Falkirk Wheel, Panoramic view.

Falkirk Wheel, Panoramic view.
Image by Cameron Lyall, GNU license Wikimedia

20 July 2011

A Clockwork Orange (And Buses) Re-Resucked

"A human being is endowed with free will. He can use this to choose between good and evil. If he can only perform good or only perform evil, then he is a clockwork orange - meaning that he has the appearance of an organism lovely with colour and juice but is in fact only a clockwork toy to be wound up by God or the Devil." - Anthony Burgess in "A Clockwork Orange Resucked"

The subway system in Glasgow is simple and straightforward. One simply hops on and travels around its solitary loop. There is no complex mapping system, like the London Underground, and the everyone can figure out how to get from one destination to another. The simplicity and thoughtlessness of traveling round and round, is what Burgess was referencing in the previous quote.

Public transportation in Glasgow is not bad at all though.

The subway may just run in circles, but visitors and residents can choose to reach their destinations in other ways, like using the variety of routes provided by the bus system. Truely postindustrial public transport systems are easy to figure out and complimentary in design.
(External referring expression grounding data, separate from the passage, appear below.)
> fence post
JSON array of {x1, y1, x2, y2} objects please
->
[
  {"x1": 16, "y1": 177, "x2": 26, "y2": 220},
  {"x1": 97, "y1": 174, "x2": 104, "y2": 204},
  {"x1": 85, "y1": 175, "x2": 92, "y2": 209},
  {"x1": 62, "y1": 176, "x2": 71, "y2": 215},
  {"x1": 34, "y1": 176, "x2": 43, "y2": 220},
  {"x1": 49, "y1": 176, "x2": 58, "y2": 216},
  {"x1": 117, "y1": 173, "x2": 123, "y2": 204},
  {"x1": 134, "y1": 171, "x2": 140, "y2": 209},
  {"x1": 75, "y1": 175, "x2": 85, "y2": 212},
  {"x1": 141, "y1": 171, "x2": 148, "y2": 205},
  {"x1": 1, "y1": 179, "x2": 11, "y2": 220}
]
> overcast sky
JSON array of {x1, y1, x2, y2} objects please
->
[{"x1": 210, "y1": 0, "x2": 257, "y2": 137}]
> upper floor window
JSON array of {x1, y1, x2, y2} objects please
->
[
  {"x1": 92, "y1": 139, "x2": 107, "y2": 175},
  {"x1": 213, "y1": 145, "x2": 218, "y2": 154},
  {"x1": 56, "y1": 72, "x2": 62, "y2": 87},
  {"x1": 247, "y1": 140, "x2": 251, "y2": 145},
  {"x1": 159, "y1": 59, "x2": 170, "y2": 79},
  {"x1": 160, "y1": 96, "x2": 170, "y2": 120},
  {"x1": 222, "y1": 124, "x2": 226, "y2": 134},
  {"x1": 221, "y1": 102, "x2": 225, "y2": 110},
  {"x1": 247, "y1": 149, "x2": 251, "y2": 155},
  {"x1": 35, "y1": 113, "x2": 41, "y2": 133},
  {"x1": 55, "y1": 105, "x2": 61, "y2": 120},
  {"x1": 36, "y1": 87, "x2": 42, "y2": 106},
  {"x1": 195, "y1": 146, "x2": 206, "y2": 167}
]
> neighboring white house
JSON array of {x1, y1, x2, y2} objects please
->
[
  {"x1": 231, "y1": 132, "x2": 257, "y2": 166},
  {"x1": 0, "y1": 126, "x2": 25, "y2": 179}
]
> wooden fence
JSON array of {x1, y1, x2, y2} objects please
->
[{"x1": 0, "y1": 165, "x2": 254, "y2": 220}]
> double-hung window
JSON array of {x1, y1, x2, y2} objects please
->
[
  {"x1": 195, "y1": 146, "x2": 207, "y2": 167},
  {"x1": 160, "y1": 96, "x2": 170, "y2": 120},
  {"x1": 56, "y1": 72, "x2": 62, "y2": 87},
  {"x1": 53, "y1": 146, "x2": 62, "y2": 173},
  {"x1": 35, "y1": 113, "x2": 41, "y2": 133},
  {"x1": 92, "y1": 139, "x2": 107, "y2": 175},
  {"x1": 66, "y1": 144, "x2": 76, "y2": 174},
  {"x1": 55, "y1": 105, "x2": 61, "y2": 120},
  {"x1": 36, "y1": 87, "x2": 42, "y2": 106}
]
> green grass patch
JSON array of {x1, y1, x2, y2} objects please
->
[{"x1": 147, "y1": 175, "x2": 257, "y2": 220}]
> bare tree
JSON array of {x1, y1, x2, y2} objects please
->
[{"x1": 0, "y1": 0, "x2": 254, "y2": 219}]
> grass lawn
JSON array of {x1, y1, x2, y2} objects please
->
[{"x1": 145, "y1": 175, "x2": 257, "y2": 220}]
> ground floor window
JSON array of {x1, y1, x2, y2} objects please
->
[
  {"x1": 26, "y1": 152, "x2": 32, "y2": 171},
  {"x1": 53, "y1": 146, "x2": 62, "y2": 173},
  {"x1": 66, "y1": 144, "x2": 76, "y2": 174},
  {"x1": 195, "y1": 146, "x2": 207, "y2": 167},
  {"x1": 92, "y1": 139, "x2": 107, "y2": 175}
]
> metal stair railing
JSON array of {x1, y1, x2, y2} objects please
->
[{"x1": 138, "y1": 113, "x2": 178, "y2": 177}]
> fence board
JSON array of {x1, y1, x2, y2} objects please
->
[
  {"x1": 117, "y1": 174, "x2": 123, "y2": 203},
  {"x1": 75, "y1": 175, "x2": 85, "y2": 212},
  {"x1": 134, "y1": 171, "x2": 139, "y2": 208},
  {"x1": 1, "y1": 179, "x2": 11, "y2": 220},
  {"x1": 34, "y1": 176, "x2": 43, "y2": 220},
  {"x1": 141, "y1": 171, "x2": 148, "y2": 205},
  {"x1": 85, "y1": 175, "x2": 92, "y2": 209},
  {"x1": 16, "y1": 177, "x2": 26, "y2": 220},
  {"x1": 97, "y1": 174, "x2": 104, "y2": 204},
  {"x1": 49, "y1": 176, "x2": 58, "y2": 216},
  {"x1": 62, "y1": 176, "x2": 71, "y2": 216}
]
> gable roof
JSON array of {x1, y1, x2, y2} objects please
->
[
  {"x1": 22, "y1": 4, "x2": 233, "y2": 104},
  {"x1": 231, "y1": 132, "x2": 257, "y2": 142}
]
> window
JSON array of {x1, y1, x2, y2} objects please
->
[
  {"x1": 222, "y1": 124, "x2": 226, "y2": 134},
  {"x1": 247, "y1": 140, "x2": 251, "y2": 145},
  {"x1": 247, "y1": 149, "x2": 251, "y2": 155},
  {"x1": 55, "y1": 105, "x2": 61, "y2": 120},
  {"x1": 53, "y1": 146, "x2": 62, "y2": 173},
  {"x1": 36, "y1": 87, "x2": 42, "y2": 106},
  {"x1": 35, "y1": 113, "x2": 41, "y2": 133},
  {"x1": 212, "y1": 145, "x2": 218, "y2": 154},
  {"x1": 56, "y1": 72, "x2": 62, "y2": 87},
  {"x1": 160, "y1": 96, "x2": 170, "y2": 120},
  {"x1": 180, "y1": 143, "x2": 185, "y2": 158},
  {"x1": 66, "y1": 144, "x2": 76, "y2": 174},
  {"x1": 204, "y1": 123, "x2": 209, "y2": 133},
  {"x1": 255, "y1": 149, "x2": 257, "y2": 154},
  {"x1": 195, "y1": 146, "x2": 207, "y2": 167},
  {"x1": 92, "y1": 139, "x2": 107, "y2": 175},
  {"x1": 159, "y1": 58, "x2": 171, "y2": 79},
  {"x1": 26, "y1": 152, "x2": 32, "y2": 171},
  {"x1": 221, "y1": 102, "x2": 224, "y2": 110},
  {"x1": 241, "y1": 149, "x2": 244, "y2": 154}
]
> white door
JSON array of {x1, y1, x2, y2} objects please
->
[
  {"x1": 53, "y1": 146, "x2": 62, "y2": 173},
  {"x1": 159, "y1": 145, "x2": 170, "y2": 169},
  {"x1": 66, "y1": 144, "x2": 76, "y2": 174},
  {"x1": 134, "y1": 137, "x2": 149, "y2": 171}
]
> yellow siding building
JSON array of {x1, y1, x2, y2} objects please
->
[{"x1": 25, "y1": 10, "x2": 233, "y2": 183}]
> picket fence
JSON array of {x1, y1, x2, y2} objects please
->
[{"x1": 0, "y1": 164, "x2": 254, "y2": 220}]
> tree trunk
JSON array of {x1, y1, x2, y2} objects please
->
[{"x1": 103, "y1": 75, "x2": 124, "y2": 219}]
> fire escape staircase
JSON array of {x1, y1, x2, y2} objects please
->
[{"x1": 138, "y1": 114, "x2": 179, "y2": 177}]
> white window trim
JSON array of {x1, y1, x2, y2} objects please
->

Glasgow's subway and bus systems are both simple, but offer travelers a variety of destinations around the city.

My interpretation of postindustrial public transportation is having multiple methods of travel that are simple to use. "The Clockwork Orange" subway, is idiot-proof, which is good. The engineers and designers who chose the stops and mapped the route made sure to make it circular, simple and convenient. Similar in its simplicity, the Glasgow bus routes are linear and easy to map.

Within my day's visit to Glasgow, I took the train and bus systems, while also walking to reach the Riverside Museum. It's bus system gives travelers more choice in routes to travel.

Of course, one can always choose to walk or take a cab, which makes the city's transport system more postindustrial, but I digress.

Glasgow's public transportation systems' use simple routes, making them effective maps of the city. Yes, one may feel a pseudo-lack of free will when traveling around in circles while on The Clockwork Orange, but that does not mean that a lack of travel options was present.

On the contrary, Glasgowegians have a decent amount of choice when considering methods of public transport to take advantage of. They are also lucky enough to have systems that are easy to figure out.